Responding to the government’s case, filed in Federal District Court in New York, the bank issued a statement saying it was not involved in most of the 39,000 loans cited in the complaint. Almost 90 percent were issued before the bank acquired MortgageIT, a real estate investment trust, the bank said. At the time of its acquisition, MortgageIT had been operating under H.U.D. oversight for nearly a decade, the bank said.

“We believe the claims against MortgageIT and Deutsche Bank are unreasonable and unfair, and we intend to defend against the action vigorously,” the bank statement said. Of the MortgageIT loans backed by the F.H.A. from 1999 to 2009, worth $5 billion in total, about one-third have defaulted, according to the government’s complaint against the bank. MortgageIT was not a large F.H.A. partner — it ranked 33rd by volume at the end of 2008 — and it stopped issuing government-backed loans in 2009. The F.H.A. referred the problems it spotted with MortgageIT to the Justice Department because it could not bring its own action once the company stopped issuing loans. The case was pursued by a civil fraud unit that Mr. Bharara set up about a year ago.

The complaint against Deutsche Bank stands out because the government has filed relatively few cases against big banks related to the financial crisis. Its actions have mainly been civil complaints, as was the one against Deutsche Bank. The government has found it difficult to prove intent to defraud, a requirement for a criminal case, and investigators got off to a slow start in building possible cases during the crisis because regulators were primarily focused on stabilizing the system. The Justice Department has generally had more success prosecuting small mortgage brokers and borrowers for mortgage fraud than it has had in pursuing major financial institutions.

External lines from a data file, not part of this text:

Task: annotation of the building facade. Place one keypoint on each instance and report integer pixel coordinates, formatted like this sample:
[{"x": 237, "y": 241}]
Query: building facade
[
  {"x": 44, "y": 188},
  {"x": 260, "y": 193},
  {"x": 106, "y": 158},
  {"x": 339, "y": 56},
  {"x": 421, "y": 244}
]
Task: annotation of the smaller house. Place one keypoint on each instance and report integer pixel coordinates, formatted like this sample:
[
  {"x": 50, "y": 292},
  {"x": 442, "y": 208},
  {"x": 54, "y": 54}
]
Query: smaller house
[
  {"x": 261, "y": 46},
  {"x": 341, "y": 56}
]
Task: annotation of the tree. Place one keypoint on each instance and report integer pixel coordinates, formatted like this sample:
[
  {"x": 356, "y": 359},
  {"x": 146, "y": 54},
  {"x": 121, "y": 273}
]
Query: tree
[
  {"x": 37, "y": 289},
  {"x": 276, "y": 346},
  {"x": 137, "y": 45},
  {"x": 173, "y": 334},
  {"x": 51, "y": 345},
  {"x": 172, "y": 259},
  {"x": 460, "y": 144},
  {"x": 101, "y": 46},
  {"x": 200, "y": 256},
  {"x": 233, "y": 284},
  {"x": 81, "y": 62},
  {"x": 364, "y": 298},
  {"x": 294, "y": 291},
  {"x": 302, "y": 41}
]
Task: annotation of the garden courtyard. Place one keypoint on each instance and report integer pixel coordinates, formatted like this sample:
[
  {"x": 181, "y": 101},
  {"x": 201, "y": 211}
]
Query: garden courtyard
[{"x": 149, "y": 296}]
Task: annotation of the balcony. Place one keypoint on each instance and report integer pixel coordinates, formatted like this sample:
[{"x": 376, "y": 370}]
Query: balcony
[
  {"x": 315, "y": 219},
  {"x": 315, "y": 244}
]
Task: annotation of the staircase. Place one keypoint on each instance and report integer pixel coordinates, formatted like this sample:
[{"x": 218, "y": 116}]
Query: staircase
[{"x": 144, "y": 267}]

The Deutsche suit does not name any individual bank employees. And it is not centered on the subprime loans that kicked off the housing collapse. Deutsche was, however, a large player in the subprime market, and mortgage bonds created by the bank sit in many investors’ portfolios. Its mortgage bundling behavior was outlined in a recent report issued by the Senate’s Permanent Subcommittee on Investigations. The Deutsche loans that were backed by the F.H.A. jumped out during the portfoliowide review of mortgages, said Ms. Kanovsky. “The real harm to us was clear,” she said.

MortgageIT had been warned by the F.H.A. for years, Ms. Kanovsky said, long before Deutsche bought it. Workers there frequently told the government that they were taking care of the problems, “all of which turned out to be not true.”

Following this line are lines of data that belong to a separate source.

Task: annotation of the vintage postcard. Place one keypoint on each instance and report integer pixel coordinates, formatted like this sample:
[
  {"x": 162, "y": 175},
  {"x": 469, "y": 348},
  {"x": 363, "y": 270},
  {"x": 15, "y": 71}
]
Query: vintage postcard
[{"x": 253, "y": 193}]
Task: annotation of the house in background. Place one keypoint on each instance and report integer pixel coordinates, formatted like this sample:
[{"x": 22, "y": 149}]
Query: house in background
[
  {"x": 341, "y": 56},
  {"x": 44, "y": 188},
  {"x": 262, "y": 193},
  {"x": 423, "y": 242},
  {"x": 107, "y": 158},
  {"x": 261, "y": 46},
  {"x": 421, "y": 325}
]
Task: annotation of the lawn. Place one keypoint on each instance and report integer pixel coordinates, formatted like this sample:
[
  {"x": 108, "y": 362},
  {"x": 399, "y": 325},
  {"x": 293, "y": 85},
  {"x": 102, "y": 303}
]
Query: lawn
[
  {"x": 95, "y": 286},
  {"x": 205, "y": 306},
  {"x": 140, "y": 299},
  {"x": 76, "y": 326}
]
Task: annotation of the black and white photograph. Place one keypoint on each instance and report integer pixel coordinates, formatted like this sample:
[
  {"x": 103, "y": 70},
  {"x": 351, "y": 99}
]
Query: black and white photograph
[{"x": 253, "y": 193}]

The problems at MortgageIT are rooted in the same sort of behavior that plagued the overall lending market — bankers did not take enough care to ensure the quality of their mortgages because they could resell the loans to private investors. Deutsche, the complaint said, had “powerful financial incentives to invest resources into generating as many F.H.A.-insured mortgages as quickly as possible for resale to investors.”

MortgageIT was qualified by H.U.D. to issue mortgages guaranteed by the F.H.A. MortgageIT and Deutsche filed annual certifications that the loans they issued complied with H.U.D. rules. The complaint says the bank had a fiduciary duty to make correct representations to the government. Yet, the complaint says, Deutsche “repeatedly lied to H.U.D. to obtain and maintain MortgageIT’s direct endorsement lender status.” In particular, the complaint said Deutsche did not monitor how often home owners defaulted on their mortgages immediately after receiving the loans.

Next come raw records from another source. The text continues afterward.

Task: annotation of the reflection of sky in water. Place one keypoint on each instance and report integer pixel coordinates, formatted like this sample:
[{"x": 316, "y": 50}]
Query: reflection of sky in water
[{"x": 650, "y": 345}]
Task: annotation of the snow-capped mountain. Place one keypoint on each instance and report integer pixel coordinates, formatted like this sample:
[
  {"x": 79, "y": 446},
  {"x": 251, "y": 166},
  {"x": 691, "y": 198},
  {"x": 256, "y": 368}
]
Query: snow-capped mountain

Trouble was apparent at MortgageIT as early as 2003, according to the complaint. When a HUD audit revealed that the company had not met quality control levels, the company assured the government that it had altered its practices to comply. But it had not, the complaint says. There were several other instances where the company made similar false statements about its quality control unit, which was chronically understaffed, the complaint says.

MortgageIT, based in New York even before the Deutsche acquisition, once had over 2,000 employees, mortgage loan offices across the country and licenses to issue loans in all 50 states.